Since the early days of science, technology and innovation (STI) policies, the objectives, concepts and methods of evaluation in this field have undergone a significant evolution. The developments within evaluation research and practice should always be seen in the context of research and innovation policy as a whole, since evaluation concepts and instruments tend to mirror the respective "fashions" and waves in STI policies.
Highlights here include the establishment of competence centers at the end of the 1990s, the new mission orientation, and the introduction of New Public Management approaches in public research organizations.
Professionalization from the 1960s onward
The article in the anthology focuses on evaluations of funding measures, but also addresses questions about the evaluation of research institutions. It focuses mainly on German and European evaluation practice, but also includes the Anglo-American literature on evaluation theory.

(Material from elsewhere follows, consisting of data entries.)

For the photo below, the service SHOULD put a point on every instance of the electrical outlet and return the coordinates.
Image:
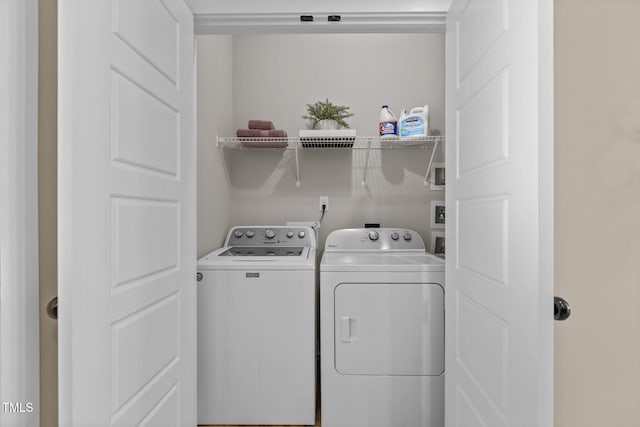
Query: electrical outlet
(324, 200)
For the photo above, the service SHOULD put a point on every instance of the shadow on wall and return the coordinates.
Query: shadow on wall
(273, 171)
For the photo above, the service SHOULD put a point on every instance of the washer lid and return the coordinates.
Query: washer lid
(381, 261)
(221, 260)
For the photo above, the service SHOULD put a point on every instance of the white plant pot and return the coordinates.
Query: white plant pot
(327, 125)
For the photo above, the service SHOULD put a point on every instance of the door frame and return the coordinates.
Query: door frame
(19, 303)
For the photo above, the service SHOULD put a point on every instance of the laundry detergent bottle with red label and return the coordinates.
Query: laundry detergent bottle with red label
(388, 125)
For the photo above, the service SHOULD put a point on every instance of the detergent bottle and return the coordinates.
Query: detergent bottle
(388, 125)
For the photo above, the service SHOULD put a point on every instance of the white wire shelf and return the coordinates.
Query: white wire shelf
(342, 143)
(350, 143)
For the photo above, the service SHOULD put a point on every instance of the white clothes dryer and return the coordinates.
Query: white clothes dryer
(257, 328)
(381, 330)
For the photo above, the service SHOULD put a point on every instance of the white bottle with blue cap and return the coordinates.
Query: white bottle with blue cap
(388, 125)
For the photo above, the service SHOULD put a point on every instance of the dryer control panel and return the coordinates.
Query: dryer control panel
(375, 239)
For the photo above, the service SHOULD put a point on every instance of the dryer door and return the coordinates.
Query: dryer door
(389, 329)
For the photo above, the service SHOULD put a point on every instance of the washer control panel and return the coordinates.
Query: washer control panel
(385, 239)
(271, 236)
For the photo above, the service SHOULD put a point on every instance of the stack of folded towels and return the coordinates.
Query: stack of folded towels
(261, 129)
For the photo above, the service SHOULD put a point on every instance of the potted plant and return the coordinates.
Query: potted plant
(325, 115)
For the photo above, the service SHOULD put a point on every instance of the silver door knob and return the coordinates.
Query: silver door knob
(561, 309)
(52, 308)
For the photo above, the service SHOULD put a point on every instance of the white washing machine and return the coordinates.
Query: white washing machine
(381, 330)
(257, 328)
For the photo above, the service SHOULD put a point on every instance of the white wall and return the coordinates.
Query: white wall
(597, 212)
(275, 76)
(214, 116)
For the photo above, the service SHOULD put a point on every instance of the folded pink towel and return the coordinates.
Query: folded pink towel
(261, 124)
(276, 133)
(252, 133)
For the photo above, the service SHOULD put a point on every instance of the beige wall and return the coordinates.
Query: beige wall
(275, 76)
(597, 220)
(47, 201)
(214, 116)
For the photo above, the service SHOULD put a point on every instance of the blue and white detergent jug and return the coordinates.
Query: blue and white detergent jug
(388, 125)
(415, 123)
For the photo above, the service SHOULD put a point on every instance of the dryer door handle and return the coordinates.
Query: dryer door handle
(346, 328)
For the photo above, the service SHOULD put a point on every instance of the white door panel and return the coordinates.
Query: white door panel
(127, 213)
(498, 299)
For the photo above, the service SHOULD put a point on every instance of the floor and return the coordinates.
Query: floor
(317, 424)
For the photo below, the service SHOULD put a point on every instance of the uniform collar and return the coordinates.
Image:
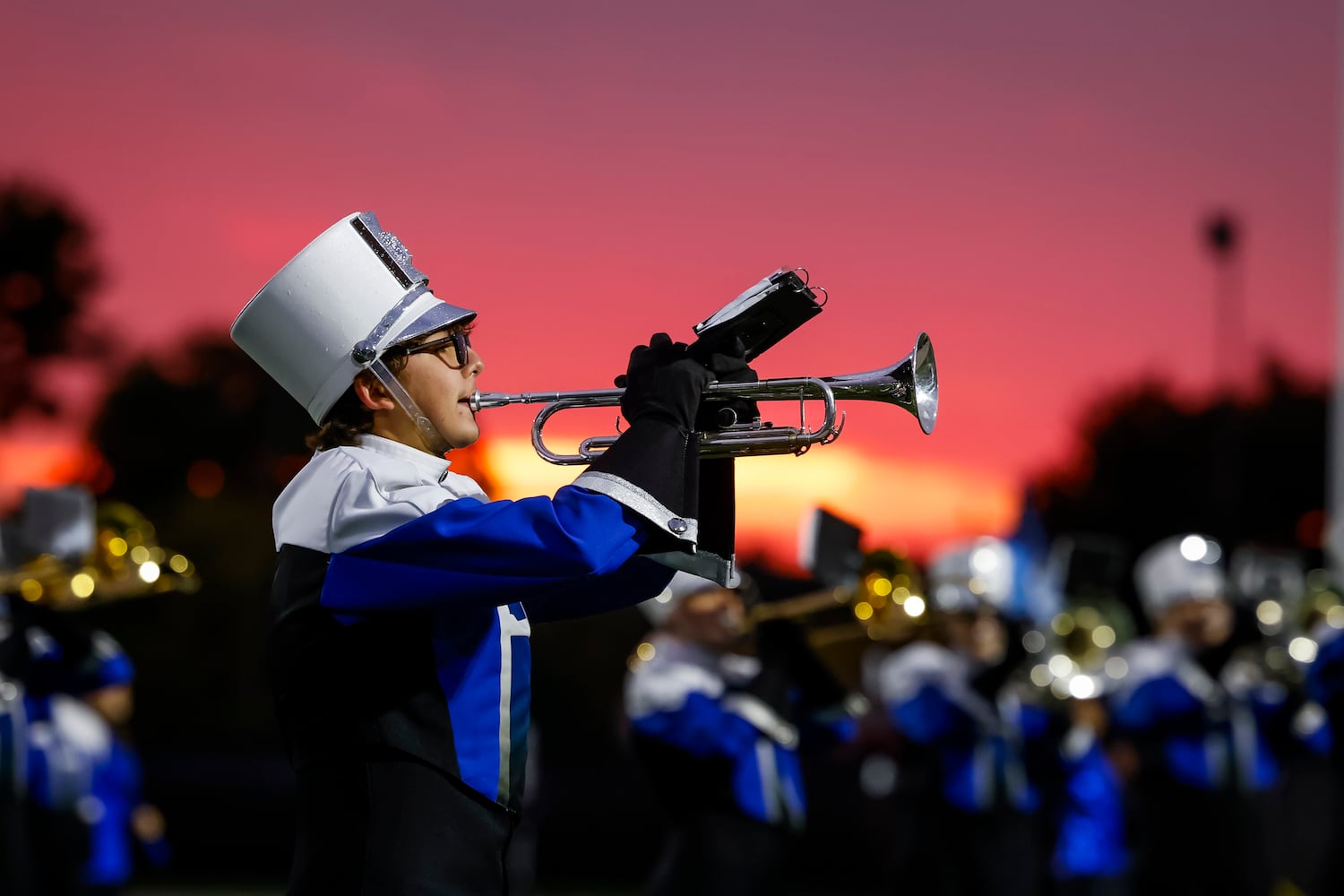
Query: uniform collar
(432, 465)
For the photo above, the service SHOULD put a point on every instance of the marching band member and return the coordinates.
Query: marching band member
(1198, 731)
(992, 742)
(398, 649)
(120, 821)
(719, 732)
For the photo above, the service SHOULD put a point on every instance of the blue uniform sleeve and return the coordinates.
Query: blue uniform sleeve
(559, 555)
(927, 716)
(699, 726)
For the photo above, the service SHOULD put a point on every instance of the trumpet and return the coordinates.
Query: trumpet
(911, 384)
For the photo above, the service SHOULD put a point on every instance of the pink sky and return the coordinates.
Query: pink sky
(1024, 182)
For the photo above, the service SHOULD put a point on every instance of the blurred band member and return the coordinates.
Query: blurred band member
(718, 734)
(991, 739)
(121, 823)
(1193, 731)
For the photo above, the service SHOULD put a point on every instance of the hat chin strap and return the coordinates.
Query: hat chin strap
(433, 440)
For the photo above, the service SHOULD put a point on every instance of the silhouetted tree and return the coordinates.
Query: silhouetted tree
(47, 274)
(1238, 469)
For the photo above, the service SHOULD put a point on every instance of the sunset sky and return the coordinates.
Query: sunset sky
(1024, 182)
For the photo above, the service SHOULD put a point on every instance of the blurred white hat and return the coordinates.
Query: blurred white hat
(335, 308)
(1183, 567)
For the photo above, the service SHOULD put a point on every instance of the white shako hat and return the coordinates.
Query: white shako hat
(965, 575)
(335, 308)
(1183, 567)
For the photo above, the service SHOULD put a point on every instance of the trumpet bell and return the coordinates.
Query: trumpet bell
(911, 384)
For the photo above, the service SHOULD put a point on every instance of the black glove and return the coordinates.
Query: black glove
(663, 382)
(728, 365)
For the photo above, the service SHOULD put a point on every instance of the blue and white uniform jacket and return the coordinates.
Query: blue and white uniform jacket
(693, 700)
(401, 603)
(1090, 836)
(981, 745)
(1202, 732)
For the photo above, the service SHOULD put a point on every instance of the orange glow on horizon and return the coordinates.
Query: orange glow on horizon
(905, 505)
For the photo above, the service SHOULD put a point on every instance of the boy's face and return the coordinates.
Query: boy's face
(441, 387)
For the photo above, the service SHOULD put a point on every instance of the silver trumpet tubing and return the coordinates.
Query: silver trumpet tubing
(911, 383)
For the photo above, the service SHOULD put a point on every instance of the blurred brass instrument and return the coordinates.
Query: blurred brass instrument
(884, 605)
(126, 562)
(911, 384)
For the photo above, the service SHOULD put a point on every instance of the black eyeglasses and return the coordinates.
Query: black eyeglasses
(460, 340)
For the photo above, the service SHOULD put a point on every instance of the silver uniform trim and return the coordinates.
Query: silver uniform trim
(762, 718)
(769, 775)
(640, 501)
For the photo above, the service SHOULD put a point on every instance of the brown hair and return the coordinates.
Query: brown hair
(349, 418)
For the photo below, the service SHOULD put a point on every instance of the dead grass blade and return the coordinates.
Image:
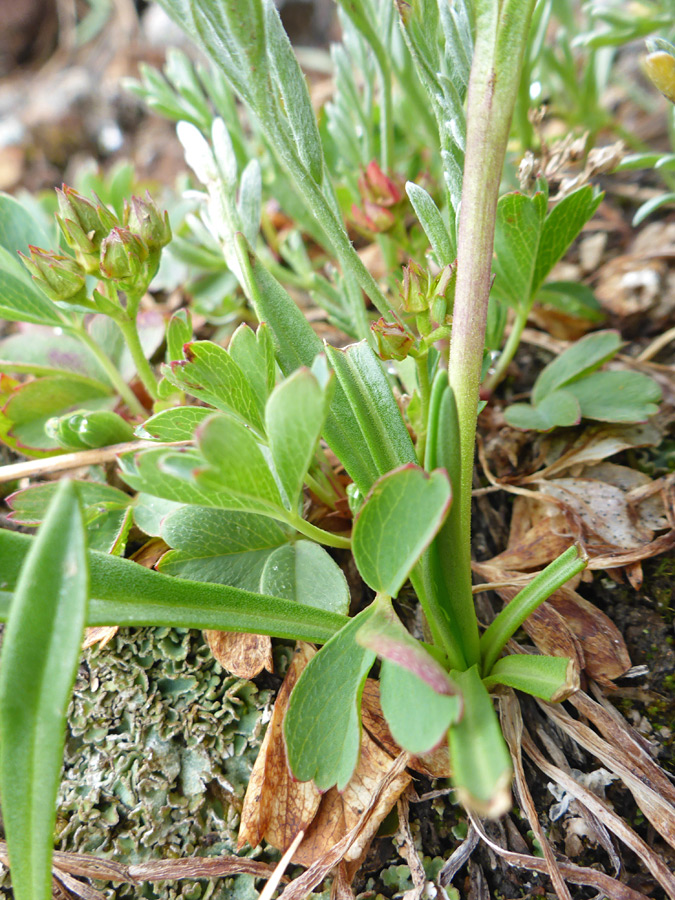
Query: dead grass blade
(606, 815)
(605, 884)
(302, 886)
(656, 808)
(512, 727)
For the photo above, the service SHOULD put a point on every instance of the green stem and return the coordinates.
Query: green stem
(525, 602)
(116, 380)
(422, 363)
(501, 35)
(143, 369)
(318, 534)
(509, 350)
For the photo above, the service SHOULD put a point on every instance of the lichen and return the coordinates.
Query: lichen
(159, 748)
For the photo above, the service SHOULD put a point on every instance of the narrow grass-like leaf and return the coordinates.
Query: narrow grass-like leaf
(323, 723)
(553, 678)
(40, 653)
(125, 593)
(509, 620)
(294, 419)
(480, 760)
(306, 573)
(402, 513)
(418, 717)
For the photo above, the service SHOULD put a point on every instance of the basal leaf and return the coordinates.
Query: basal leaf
(323, 723)
(305, 572)
(479, 757)
(40, 654)
(177, 424)
(21, 302)
(559, 409)
(561, 227)
(553, 678)
(417, 716)
(520, 220)
(617, 396)
(582, 358)
(126, 593)
(210, 374)
(30, 505)
(294, 418)
(237, 464)
(220, 546)
(401, 515)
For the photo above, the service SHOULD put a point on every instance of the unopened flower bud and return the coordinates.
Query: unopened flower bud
(122, 257)
(144, 219)
(660, 66)
(414, 288)
(59, 277)
(393, 341)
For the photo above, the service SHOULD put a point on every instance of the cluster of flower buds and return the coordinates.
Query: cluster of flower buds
(124, 252)
(393, 339)
(423, 292)
(378, 195)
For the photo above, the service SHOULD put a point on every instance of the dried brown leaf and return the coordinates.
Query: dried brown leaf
(276, 806)
(244, 655)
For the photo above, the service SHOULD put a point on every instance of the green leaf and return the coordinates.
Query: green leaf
(559, 409)
(400, 517)
(177, 424)
(553, 678)
(297, 345)
(619, 396)
(294, 93)
(30, 405)
(238, 467)
(294, 418)
(125, 593)
(373, 405)
(21, 302)
(220, 546)
(480, 759)
(30, 505)
(210, 374)
(40, 654)
(305, 572)
(385, 635)
(19, 228)
(432, 222)
(418, 717)
(509, 620)
(520, 221)
(582, 358)
(253, 351)
(323, 723)
(561, 227)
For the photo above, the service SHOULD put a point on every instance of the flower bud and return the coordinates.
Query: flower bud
(393, 341)
(144, 219)
(122, 256)
(660, 66)
(59, 277)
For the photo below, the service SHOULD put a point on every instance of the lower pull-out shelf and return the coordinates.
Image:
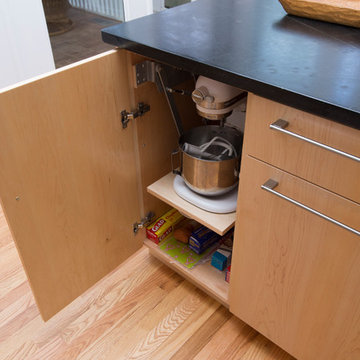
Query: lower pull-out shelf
(164, 190)
(204, 276)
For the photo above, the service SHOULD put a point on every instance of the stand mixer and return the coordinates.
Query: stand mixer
(210, 155)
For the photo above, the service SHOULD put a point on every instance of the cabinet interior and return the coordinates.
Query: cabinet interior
(160, 194)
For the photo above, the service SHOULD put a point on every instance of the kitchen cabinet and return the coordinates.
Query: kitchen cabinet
(72, 180)
(295, 274)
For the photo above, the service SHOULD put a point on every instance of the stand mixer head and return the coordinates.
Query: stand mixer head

In the 1960s, 1970s, and 1980s, the specific evaluation of public research and innovation activities and policies took shape, encompassing a growing range of topics and gradually becoming more professionalized.
In the 1990s, the key approaches and work of the previous decades were developed further, but there were also important new advancements such as the evaluation of multi-actor, multi-measure programs, and the strengthening of a national and international evaluation community.
More evaluations and increased self-reflection
There was an increasing number of evaluations in the decade from 2000-2010 that sought to capture system-level dynamics and provide an understanding of the role of policy and policy portfolios in system development, combined with increased efforts to support policy making with formative approaches.
Conversely, the policy-making system continued to demand a summative evaluation; a quantitative figure to legitimize RTI policy spending. The divergent demands of STI evaluation led to increased self-reflection in the evaluation community with major peer group events, reviews, and analysis.
The years from 2010 to the present have been dominated by discussion on how to measure the impact of research, with a focus on the non-academic aspects of it. The evaluation community is now increasingly exploring the possibilities offered by Big Data analytics.